A number of other data points were collected and here we focus on: age, sex, race/ethnicity, and whether the food was taken “to go” or not.
We first present basic descriptive statistics, including means, standard deviations, and ranges for demographic variables (Table 1). Then, we present the distribution of consumers’ knowledge of recommended caloric intake, using χ2 statistics to examine differences (Table 2). Next, we calculate differences between the number of calories purchased and the estimates for the sample as a whole and various subgroups. We present these differences via simple subtraction and as a percent change, estimating statistical significance between the means of the estimate and the actual number via a t-test. We also present the unadjusted difference-in-difference results; this examines whether the difference seen in NYC across the two study periods is different than the difference seen in Newark in the same study period. In addition to the unadjusted result, we also perform a difference-in-difference regression model. The outcome of this linear regression is the difference between the estimate and the actual number of calories purchased for each consumer. The model controls for age, sex, race/ethnicity, and whether the food was taken “to go” or not. The key variable of interest in any difference-in-difference model is the interaction term (city × time period), and we present in the table whether this variable is significant (Table 3).
An additional way to examine estimates in calories is to look at the percentage of consumers who overestimate, underestimate, and correctly estimate their purchases. We consider an estimate to be “correct” if the estimate is within 100 calories of the actual number of calories consumed. We then perform another difference-in-difference regression model with the same control variables, this time a logistic regression predicting the probability of having a “correct” estimate, as compared to over or under estimating. Again, we present the unadjusted difference-in-difference value for being correct, and the P value on the interaction term in the full controlled regression model (Table 4). Given the potential difficulty in estimating and interpreting interaction term coefficients in nonlinear models, we also estimate ordinary test squares models, with the results unchanged (results not shown) (14,15).

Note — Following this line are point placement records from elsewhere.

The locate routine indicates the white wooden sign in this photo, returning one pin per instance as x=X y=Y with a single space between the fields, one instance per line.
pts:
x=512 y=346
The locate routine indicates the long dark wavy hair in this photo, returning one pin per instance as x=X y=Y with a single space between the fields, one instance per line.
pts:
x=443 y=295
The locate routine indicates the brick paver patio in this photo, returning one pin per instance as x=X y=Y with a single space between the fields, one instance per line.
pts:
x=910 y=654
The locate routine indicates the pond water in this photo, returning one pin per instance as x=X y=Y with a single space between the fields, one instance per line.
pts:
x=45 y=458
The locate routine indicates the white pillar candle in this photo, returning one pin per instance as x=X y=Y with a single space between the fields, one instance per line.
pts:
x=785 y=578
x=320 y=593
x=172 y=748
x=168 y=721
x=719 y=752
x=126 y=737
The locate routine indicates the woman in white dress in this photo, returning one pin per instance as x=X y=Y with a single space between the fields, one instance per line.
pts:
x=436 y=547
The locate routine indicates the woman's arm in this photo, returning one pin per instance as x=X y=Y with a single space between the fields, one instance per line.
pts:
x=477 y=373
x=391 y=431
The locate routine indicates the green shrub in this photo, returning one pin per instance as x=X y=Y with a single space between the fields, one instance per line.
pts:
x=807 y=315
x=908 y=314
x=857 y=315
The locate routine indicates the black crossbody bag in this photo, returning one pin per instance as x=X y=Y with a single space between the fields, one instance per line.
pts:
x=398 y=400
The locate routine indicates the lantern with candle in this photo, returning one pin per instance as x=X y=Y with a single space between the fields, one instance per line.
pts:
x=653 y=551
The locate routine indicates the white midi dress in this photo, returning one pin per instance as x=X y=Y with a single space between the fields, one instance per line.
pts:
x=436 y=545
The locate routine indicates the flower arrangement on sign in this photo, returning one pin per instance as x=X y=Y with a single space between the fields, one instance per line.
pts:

All regression models in both tables adjust the standard errors for clustering at the restaurant level. Finally, throughout we examine whether the following groups responded differently from the sample as a whole: (i) those who knew the recommended daily allowance of calories, (ii) those who purchased more (or less) than the average number of calories, and (iii) men vs. women.
Table 1 describes our sample as a whole as well as any differences in the NYC vs. Newark samples and the prelabeling vs. postlabeling sample. Overall, our sample is 38% male with a mean age of 38. Approximately 66% of the sample is black, 20% is Hispanic/Latino and the remainder is white or some other race. The sample is equally split between the pre and postlabeling period, and by design is ~70% NYC vs. Newark. The sample is fairly consistent across time and location with the exception of Newark, postlabeling sample being made up of more black respondents. Table 1 also displays the number of calories purchased in each period/city combination. As is discussed elsewhere, we did not detect a change in calories purchased (3).
Table 2 examines consumers’ estimates of the recommended daily caloric intake. The first set of columns indicates responses for the full sample (combining pre and postlabeling in NYC and Newark) and subsequent columns report the results individually for each city-time period combination. Overall, ~11% of subjects simply did not know or did not answer the question of how many calories they should consume. The percentage of consumers who reported not knowing went up pre to postlabeling in NYC (6–13%, P < 0.01) and did not change in Newark (but was higher in Newark prelabeling than NYC prelabeling). Approximately, half of consumers provided an estimate between zero and 1,500 calories. The modal response was generally an estimate of less than 500 calories; averaging across the entire sample, 27% of consumer responses fell into this category. If one consider a “correct” answer something between 1,500 and 2,499 calories, as other have done (16), then just under a third of all respondents are correct in their responses to the number of calories one should consume to maintain a healthy weight; this is unchanged as a result of labeling. Only, ~8% of consumers gave an estimate above 2,499 calories, indicating few are overestimating the total number of calories they believe should be consumed.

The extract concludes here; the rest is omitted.